Factories in the country, a major apparel and footwear supplier to the U.S., have been forced by the pandemic to close or operate at reduced capacity, complicating the all-important holiday season.

Instead, Everlane has spent this month scrambling just to get jeans — along with other products like bags and shoes — out of Vietnam, where a surge in coronavirus cases has forced factories to either close or operate at severely reduced capacity with staff living in on-site bubbles. The New York Times has the story:

“At this point, we have factories in 100 percent lockdown,” Michael Preysman, Everlane’s chief executive, said in an interview. “Do we fly things over? Do we move things? Do we adjust in the factory? It’s a nonstop game of Tetris.”

Vietnam has grown in recent years to become the second-biggest supplier of apparel and footwear to the United States after China. Vietnam made it through the first part of the pandemic relatively unscathed, but now the Delta variant of the coronavirus is on a rampage, highlighting the uneven distribution of vaccines globally and the perils that new outbreaks pose to the world’s economy.

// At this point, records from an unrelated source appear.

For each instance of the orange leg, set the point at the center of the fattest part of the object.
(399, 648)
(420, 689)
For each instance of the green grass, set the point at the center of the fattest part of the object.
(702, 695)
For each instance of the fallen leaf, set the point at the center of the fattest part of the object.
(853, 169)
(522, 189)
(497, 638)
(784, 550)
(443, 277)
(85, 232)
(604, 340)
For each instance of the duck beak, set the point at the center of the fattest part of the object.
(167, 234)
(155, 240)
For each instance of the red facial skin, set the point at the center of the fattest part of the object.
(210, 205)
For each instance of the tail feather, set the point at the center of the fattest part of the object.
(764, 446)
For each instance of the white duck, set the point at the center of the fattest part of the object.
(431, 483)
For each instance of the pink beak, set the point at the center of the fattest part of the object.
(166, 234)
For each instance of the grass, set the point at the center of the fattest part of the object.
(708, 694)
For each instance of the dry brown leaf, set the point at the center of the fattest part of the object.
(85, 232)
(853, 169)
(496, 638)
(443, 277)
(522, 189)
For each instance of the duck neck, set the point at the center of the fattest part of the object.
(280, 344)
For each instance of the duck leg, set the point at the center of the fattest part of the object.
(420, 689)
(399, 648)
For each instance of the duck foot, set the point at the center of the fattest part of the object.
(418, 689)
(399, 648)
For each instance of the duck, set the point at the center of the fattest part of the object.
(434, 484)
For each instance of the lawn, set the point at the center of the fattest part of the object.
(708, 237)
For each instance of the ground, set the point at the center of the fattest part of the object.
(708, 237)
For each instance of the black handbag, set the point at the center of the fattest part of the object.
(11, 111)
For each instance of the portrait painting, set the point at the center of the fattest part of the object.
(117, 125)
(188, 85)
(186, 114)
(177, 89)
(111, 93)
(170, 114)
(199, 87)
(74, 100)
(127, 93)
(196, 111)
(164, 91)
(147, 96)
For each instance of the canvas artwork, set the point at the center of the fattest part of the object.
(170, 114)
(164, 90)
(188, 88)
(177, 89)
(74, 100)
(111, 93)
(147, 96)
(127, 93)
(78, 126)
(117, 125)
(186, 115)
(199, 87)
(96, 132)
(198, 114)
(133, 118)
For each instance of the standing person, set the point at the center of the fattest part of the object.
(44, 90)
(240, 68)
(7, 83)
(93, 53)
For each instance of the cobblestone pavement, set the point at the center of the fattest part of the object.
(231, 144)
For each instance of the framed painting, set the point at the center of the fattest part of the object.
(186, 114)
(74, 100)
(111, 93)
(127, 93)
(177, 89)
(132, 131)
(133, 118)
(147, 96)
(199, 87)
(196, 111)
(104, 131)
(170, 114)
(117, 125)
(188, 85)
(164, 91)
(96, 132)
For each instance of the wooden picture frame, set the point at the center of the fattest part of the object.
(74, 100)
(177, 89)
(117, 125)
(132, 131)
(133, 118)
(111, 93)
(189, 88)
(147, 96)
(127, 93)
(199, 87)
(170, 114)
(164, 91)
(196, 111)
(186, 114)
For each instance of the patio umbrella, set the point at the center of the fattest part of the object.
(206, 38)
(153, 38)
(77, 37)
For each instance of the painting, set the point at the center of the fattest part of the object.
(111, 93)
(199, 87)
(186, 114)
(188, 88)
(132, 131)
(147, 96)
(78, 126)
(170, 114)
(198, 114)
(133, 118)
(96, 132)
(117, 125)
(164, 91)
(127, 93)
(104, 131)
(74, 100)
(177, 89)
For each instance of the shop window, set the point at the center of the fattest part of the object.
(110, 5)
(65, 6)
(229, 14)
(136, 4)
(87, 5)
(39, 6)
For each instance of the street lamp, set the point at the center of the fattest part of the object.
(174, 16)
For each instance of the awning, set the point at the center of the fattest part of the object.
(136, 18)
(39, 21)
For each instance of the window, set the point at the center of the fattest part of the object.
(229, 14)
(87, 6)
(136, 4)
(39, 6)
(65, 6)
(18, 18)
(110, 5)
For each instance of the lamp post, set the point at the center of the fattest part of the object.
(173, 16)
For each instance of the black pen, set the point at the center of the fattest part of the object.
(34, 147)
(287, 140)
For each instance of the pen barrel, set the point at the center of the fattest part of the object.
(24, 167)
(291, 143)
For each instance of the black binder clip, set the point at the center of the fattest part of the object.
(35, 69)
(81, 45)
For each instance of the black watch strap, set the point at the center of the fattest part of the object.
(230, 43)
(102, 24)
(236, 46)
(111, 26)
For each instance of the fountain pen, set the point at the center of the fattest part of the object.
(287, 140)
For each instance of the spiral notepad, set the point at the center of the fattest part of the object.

With the holiday season fast approaching, many American retailers are anticipating delays and shortages of goods, along with higher prices tied to labor and already skyrocketing shipping costs. Everlane said it was facing delays of four to eight weeks, depending on when factories it worked with in Vietnam had closed. Nike cut its sales forecast last week, citing the loss of 10 weeks of production in Vietnam since mid-July and reopenings set to start in phases in October.

“We weren’t anticipating a full lockdown,” said Jana Gold, a senior director with Alvarez & Marsal’s consumer and retail group, who has been helping retailers with supply chain issues. “We’re going to continue to see a high demand for goods from highly vaccinated countries or regions, but who are getting the goods from highly unvaccinated countries that could be struggling.”

The logjam has put a spotlight on Vietnam’s key role in outfitting American consumers. Many retailers moved their manufacturing to the country from China over the past decade because of rising costs. New tariffs on China instituted under former President Donald J. Trump accelerated the shift.

Contract factories in Vietnam manufactured 51 percent of total Nike brand footwear last year. Lululemon and Gap, which also owns Old Navy, have said a third of their merchandise comes from factories in Vietnam. Everlane said the country supplies 40 percent of its wares.